Marburg Journal of Religion
- Discipline: Religious studies
- Language: Multilingual
- Edited by: Edith Franke

Publication details
- History: 1996–present
- Publisher: University of Marburg (Germany)
- Frequency: Annual
- Open access: Yes

Standard abbreviations
- ISO 4: Marbg. J. Relig.

Indexing
- ISSN: 1612-2941
- OCLC no.: 44277913

Links
- Journal homepage;

= Marburg Journal of Religion =

The Marburg Journal of Religion is a peer-reviewed online academic journal that publishes articles on empirical and theoretical studies of religion. The first issue was published in April 1996. The original concept was developed by Michael Pye together with his assistant Richard Böhme, who was the first web editor. The editorial team was broadened in 1999 to include Peter Antes (Hannover) and Andreas Grünschloß (Göttingen) and in 2007 Edith Franke (Marburg).
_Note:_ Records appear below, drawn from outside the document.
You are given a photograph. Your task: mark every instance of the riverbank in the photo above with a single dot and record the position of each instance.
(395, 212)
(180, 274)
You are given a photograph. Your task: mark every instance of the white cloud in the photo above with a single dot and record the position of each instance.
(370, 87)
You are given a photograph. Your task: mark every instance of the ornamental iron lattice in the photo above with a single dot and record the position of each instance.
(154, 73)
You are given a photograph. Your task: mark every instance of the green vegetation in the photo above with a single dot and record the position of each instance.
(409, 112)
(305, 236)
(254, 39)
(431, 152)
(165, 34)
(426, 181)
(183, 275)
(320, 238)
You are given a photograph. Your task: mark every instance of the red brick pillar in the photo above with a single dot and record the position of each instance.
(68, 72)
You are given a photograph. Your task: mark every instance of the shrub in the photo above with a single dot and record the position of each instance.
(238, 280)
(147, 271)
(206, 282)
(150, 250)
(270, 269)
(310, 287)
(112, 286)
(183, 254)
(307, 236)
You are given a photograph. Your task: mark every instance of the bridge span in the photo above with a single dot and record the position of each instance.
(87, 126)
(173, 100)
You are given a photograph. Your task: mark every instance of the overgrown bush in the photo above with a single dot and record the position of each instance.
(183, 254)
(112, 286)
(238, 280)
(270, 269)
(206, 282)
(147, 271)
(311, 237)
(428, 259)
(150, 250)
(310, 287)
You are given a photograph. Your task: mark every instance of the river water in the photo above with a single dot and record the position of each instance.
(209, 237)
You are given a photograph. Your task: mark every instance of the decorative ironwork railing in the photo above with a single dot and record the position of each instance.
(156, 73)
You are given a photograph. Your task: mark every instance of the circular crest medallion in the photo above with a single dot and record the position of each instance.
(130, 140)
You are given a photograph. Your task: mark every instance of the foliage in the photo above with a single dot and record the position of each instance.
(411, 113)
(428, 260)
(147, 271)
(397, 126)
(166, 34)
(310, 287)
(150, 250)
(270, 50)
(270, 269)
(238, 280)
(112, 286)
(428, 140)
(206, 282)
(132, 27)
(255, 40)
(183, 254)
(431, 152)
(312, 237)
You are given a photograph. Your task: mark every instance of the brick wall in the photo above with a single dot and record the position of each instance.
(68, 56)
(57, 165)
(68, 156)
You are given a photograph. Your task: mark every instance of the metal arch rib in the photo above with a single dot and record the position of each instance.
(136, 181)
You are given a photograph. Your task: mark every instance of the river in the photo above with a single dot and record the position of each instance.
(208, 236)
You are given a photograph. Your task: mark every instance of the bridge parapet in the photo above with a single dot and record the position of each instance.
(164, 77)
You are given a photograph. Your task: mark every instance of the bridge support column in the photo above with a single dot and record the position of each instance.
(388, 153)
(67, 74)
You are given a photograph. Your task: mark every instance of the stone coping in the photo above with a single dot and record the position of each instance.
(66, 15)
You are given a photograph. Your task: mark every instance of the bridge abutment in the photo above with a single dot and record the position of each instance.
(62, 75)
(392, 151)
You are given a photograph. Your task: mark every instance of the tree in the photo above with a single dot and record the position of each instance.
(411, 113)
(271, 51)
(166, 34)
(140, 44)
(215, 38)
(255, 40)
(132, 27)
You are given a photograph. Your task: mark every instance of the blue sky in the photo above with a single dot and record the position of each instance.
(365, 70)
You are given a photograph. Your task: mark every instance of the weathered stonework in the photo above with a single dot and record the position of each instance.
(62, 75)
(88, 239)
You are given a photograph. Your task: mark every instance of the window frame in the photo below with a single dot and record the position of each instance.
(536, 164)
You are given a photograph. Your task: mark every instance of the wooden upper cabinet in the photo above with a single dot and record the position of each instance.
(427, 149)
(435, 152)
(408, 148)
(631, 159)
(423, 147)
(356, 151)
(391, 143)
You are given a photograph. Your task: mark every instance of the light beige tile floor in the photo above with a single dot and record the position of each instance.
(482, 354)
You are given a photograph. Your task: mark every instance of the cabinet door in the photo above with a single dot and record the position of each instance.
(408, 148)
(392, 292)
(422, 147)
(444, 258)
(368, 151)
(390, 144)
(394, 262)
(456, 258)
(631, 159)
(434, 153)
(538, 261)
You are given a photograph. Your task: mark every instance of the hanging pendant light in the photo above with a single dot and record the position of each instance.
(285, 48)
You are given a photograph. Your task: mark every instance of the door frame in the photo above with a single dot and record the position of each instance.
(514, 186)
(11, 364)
Doreen Christen became web editor in 2002. The first separate reviews editor was Monika Schrimpf (from 2001) and this role was taken up by Katja Triplett from 2003.

Papers published in the Marburg Journal of Religion are documented and abstracted in the bibliographical journal Science of Religion, now published by Brill Publishers in Leiden. The abstracts published in the Marburg Journal of Religion itself may be published elsewhere on condition that full documentation of the article is provided.